Toekomstige studies bij UCR zullen proberen vast te stellen waar de lichamen van Dickinsonia van zijn gemaakt. "De weefsels van de dieren zijn niet bewaard gebleven, dus het is niet mogelijk om hun lichaamssamenstelling direct te analyseren, ' zei hij. 'Maar we zullen kijken naar andere aanwijzingen die ze hebben achtergelaten.'
Inzicht in de mogelijkheden van Dickinsonia biedt niet alleen inzicht in de evolutie van het dierlijk leven op aarde, maar ook over de aarde zelf en mogelijk over het leven op andere planeten.
"Als we willen zoeken naar complex leven op andere planeten, we moeten weten hoe en waarom het complexe leven hier is ontstaan, Evans zei. "De omstandigheden kennende die grote mobiele organismen in staat stelden om zich tijdens het Ediacaran-tijdperk te verplaatsen, 550 miljoen jaar geleden, geeft ons een idee over de bewoonbare zone elders."

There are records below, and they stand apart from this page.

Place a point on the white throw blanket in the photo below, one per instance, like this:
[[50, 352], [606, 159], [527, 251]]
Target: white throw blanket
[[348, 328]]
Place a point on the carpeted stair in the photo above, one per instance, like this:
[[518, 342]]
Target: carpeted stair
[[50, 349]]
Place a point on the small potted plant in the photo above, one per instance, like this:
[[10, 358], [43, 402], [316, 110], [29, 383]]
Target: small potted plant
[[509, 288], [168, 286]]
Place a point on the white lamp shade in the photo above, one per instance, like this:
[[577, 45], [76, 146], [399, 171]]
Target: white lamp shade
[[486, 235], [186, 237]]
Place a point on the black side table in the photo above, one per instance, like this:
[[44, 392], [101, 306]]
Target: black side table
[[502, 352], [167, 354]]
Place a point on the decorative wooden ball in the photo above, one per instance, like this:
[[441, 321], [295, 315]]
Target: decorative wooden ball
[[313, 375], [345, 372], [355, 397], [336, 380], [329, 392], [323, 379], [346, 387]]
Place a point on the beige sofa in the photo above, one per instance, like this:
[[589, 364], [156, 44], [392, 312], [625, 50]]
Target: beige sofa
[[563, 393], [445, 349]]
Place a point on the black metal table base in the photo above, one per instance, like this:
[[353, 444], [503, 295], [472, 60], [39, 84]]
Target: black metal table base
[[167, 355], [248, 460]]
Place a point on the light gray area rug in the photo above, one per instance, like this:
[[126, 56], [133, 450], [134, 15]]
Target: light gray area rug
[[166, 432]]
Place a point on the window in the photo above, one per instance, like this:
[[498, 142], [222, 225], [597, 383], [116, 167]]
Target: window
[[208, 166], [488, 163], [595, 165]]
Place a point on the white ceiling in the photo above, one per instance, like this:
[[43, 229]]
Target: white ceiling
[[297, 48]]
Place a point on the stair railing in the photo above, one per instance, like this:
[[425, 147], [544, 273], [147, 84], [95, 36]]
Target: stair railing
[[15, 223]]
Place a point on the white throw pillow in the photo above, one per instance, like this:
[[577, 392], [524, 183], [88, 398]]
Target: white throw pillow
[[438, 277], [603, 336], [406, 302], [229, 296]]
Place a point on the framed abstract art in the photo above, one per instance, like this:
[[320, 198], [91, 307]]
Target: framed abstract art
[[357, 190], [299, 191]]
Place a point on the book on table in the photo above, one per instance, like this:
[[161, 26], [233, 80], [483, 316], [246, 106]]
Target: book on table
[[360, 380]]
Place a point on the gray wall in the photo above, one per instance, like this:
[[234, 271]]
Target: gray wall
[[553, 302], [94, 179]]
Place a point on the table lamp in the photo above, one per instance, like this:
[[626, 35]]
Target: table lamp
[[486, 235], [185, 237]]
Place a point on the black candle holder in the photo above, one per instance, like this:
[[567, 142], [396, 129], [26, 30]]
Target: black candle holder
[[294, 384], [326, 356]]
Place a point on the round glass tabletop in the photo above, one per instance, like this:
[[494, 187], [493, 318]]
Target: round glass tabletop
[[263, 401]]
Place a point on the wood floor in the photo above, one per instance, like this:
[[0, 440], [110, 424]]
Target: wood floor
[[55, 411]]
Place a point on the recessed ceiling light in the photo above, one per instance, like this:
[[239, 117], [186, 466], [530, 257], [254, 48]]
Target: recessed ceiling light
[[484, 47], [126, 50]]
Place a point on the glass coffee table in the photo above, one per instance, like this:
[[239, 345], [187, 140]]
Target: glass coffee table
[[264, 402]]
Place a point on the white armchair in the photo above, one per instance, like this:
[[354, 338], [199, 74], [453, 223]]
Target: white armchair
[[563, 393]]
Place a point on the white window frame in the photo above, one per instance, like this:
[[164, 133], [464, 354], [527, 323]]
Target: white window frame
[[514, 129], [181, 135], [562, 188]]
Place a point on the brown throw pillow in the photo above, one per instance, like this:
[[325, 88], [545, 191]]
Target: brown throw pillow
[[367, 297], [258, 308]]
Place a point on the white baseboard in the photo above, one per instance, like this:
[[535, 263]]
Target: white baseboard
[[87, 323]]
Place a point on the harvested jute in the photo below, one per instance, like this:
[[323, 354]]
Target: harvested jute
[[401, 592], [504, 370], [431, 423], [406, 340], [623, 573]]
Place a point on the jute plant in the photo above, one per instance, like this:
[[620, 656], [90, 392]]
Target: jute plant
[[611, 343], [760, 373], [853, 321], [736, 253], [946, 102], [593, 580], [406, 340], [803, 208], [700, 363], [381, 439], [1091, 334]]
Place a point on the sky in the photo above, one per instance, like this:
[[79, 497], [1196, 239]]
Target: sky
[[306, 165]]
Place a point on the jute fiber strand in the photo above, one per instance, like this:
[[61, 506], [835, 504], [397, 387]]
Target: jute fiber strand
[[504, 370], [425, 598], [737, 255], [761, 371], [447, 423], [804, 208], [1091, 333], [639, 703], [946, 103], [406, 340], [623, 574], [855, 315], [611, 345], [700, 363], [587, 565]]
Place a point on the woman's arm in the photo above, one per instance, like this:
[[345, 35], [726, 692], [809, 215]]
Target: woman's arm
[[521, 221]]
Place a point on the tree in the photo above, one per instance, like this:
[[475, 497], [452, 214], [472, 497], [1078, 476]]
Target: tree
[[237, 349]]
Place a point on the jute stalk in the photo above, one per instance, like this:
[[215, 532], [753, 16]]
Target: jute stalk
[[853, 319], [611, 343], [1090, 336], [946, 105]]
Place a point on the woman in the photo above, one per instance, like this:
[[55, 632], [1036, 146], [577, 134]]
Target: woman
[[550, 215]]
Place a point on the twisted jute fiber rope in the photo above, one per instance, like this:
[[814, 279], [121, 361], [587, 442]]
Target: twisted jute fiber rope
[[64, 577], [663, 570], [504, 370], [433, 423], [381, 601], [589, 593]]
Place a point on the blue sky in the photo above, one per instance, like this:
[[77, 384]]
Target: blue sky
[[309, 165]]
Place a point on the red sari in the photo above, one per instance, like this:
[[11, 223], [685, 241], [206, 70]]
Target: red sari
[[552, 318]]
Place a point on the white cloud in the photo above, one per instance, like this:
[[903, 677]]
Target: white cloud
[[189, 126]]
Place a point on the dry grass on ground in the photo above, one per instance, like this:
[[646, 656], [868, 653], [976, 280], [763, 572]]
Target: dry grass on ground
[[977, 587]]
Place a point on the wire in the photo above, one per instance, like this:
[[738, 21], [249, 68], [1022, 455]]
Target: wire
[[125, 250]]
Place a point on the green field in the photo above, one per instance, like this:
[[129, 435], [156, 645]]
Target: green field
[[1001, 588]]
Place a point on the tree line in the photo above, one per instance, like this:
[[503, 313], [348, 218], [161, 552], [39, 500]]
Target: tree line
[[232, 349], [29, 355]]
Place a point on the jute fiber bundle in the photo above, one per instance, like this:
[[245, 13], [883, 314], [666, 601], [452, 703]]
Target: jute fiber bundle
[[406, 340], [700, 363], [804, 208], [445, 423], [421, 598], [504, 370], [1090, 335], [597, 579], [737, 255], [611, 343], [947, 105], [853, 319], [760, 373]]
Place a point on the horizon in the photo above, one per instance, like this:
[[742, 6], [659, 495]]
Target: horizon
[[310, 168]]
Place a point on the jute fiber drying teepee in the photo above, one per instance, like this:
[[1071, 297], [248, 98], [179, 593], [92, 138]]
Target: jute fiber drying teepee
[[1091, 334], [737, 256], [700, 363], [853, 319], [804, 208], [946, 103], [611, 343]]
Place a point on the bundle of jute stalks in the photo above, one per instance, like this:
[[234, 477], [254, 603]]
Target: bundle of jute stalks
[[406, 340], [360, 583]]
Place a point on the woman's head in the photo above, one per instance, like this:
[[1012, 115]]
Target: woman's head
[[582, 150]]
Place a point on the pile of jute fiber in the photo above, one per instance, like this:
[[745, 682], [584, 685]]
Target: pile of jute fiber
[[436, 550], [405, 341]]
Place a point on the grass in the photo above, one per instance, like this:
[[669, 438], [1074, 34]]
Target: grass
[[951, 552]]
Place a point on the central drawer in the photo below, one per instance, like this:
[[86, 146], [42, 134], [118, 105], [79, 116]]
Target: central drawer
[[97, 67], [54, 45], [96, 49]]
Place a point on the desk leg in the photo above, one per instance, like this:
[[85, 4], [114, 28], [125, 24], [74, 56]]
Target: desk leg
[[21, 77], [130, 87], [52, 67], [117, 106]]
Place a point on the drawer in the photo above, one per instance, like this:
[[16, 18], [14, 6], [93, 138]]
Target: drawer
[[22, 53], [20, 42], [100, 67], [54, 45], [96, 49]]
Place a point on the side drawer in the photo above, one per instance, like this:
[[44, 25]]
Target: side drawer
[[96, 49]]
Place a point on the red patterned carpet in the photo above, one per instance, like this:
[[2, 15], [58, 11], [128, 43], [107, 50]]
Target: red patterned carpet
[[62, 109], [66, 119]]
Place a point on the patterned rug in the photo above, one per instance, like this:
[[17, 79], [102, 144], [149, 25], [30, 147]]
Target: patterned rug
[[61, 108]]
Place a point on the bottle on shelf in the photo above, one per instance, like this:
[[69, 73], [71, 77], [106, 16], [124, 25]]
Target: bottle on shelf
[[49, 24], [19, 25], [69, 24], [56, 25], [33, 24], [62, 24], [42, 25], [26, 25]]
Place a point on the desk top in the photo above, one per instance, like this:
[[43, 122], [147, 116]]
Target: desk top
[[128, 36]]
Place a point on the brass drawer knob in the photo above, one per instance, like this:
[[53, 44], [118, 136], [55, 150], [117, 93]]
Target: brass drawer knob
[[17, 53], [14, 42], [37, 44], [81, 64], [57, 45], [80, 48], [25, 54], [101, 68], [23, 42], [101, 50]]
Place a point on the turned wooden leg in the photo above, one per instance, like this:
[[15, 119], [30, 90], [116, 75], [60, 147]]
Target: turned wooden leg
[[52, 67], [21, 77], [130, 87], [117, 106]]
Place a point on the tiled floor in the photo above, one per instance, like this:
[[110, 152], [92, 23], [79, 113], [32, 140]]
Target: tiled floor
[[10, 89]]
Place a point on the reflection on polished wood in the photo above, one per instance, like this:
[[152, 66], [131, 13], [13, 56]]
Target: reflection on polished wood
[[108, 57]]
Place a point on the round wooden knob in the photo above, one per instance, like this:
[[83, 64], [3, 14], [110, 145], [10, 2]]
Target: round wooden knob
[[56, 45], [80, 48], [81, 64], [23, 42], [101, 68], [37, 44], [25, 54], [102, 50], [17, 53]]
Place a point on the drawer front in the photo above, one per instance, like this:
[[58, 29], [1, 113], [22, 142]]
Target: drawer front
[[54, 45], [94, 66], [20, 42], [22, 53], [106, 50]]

Dat Dickinsonia kon bewegen, bevestigt dat er in die periode een grote hoeveelheid zuurstof beschikbaar was in de oceanen van de aarde, omdat het nodig zou zijn geweest om hun beweging van brandstof te voorzien. In een verwante studie, Evans onderzocht een piek in het zuurstofgehalte in de oceaan tijdens de Ediacarium-periode. Later, toen het zuurstofgehalte daalde, Evans zei dat Dickinsonia - en dat soort dingen - uitstierven.